A solver in forty lines

from ortools.sat.python import cp_model

def dobble(n):
    N = n * n + n + 1
    m = cp_model.CpModel()
    x = [[m.NewBoolVar("")
          for _ in range(N)] for _ in range(N)]
    # Each card has n+1 symbols
    for i in range(N):
        m.Add(sum(x[i][j]
                  for j in range(N)) == n + 1)
    # Each symbol on n+1 cards
    for j in range(N):
        m.Add(sum(x[i][j]
                  for i in range(N)) == n + 1)
    # Any two cards share exactly one symbol
    for i in range(N):
        for k in range(i + 1, N):
            y = [m.NewBoolVar("") for _ in range(N)]
            for j in range(N):
                m.AddBoolAnd(
                    [x[i][j], x[k][j]]
                ).OnlyEnforceIf(y[j])
                m.AddBoolOr(
                    [x[i][j].Not(), x[k][j].Not()]
                ).OnlyEnforceIf(y[j].Not())
            m.Add(sum(y) == 1)
    # Symmetry break: card 0 = {0, 1, ..., n}
    for j in range(N):
        m.Add(x[0][j] == (1 if j <= n else 0))
    s = cp_model.CpSolver()
    s.parameters.max_time_in_seconds = 120
    s.Solve(m)
    return [[j for j in range(N) if s.Value(x[i][j])]
            for i in range(N)]

Timings (on a standard laptop, with the symmetry break above): $$n = 2 \text{ (Fano)}: 18 \text{ ms}; \quad n = 3: 60 \text{ ms}; \quad n = 4: 0.4 \text{ s};$$ $$\quad n = 5: 1.6 \text{ s}; \quad n = 7 \text{ (commercial Dobble)}: \approx 30 \text{ s}.$$ No projective plane of order $6$ exists, by the Bruck–Ryser theorem, and the solver confirms this by eventually returning infeasible; note though that proving nonexistence is a genuine exhaustive search, far slower than finding a plane that does exist, so the time it takes is not the fraction of a second the feasible cases enjoy. For $n = 10$ the model is beyond naive CP-SAT; the nonexistence result is Lam–Thiel–Swiercz’s $1989$ theorem, obtained by a much larger specialised search.

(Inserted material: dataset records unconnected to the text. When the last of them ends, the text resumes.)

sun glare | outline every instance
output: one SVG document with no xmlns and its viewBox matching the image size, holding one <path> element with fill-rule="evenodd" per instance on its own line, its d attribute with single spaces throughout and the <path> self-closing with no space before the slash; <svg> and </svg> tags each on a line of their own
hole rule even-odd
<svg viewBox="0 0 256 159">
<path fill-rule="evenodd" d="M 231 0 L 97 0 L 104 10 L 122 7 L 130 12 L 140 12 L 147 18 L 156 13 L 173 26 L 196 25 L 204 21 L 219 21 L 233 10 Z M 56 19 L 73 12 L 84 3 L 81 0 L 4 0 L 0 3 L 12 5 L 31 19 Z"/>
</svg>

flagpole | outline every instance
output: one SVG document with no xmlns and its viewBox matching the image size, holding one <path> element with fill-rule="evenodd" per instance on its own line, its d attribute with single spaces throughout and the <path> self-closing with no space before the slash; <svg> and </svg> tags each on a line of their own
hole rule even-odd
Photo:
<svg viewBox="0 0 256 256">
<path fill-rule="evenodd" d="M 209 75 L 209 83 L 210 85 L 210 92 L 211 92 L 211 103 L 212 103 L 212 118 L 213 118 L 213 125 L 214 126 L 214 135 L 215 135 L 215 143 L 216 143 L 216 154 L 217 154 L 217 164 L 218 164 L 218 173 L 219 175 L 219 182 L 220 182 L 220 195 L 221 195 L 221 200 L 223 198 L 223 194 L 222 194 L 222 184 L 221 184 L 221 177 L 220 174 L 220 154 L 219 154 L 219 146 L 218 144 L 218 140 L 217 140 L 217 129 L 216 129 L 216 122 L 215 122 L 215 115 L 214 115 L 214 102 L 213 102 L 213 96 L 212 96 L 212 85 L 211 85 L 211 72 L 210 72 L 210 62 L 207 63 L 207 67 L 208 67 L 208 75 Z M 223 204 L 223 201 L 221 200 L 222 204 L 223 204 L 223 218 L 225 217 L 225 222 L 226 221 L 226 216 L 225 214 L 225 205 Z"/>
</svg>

The algebraic construction

For $n$ a prime power $q$, the projective plane $\mathrm{PG}(2, q)$ is built directly. Points are equivalence classes of $(a, b, c) \in \mathbb{F}_q^3 \setminus \{\mathbf{0}\}$ under scaling; lines are the same, with the duality that point $(a, b, c)$ lies on line $(u, v, w)$ if and only if $au + bv + cw = 0$ in the finite field $\mathbb{F}_q$. When $q$ is prime this is ordinary arithmetic modulo $q$; when $q$ is a proper prime power the field $\mathbb{F}_q$ is needed, since the ring $\mathbb{Z}/q\mathbb{Z}$ then has zero divisors and is not a field. For $q = 7$ this assembles a full Dobble deck in microseconds, yielding the same $57 \times 57$ incidence matrix that CP-SAT recovers by search (up to permutation of rows and columns).

Sources. Projective planes entered finite geometry in the late nineteenth century through the work of Karl von Staudt and Theodor Reye; the Fano plane is named after Gino Fano ($1892$). The classical existence theorem for planes of prime power order is due to Veblen and Wedderburn ($1907$). The Bruck–Ryser nonexistence theorem ($1949$) rules out orders $n \equiv 1, 2 \pmod{4}$ unless $n$ is a sum of two squares. The nonexistence for $n = 10$ is due to Lam, Thiel, and Swiercz (Canadian Journal of Mathematics, $1989$), a major computational result that occupied several Cray years. The Bruck–Ryser theorem also rules out orders $21$ and $22$ (neither is a sum of two squares, and both are $\equiv 1, 2 \pmod 4$), so the smallest orders whose existence is currently open are $n = 12, 15, 18, 20, 24, \ldots$. The mapping of finite projective planes to a physical game of cards has a longer history than the commercial product suggests: in $1976$ the French enthusiast Jacques Cottereau devised an unpublished set of $31$ insect cards with the shared-symbol property, and in $2008$ the game designer Denis Blanchot reworked the idea into Dobble, published in $2009$.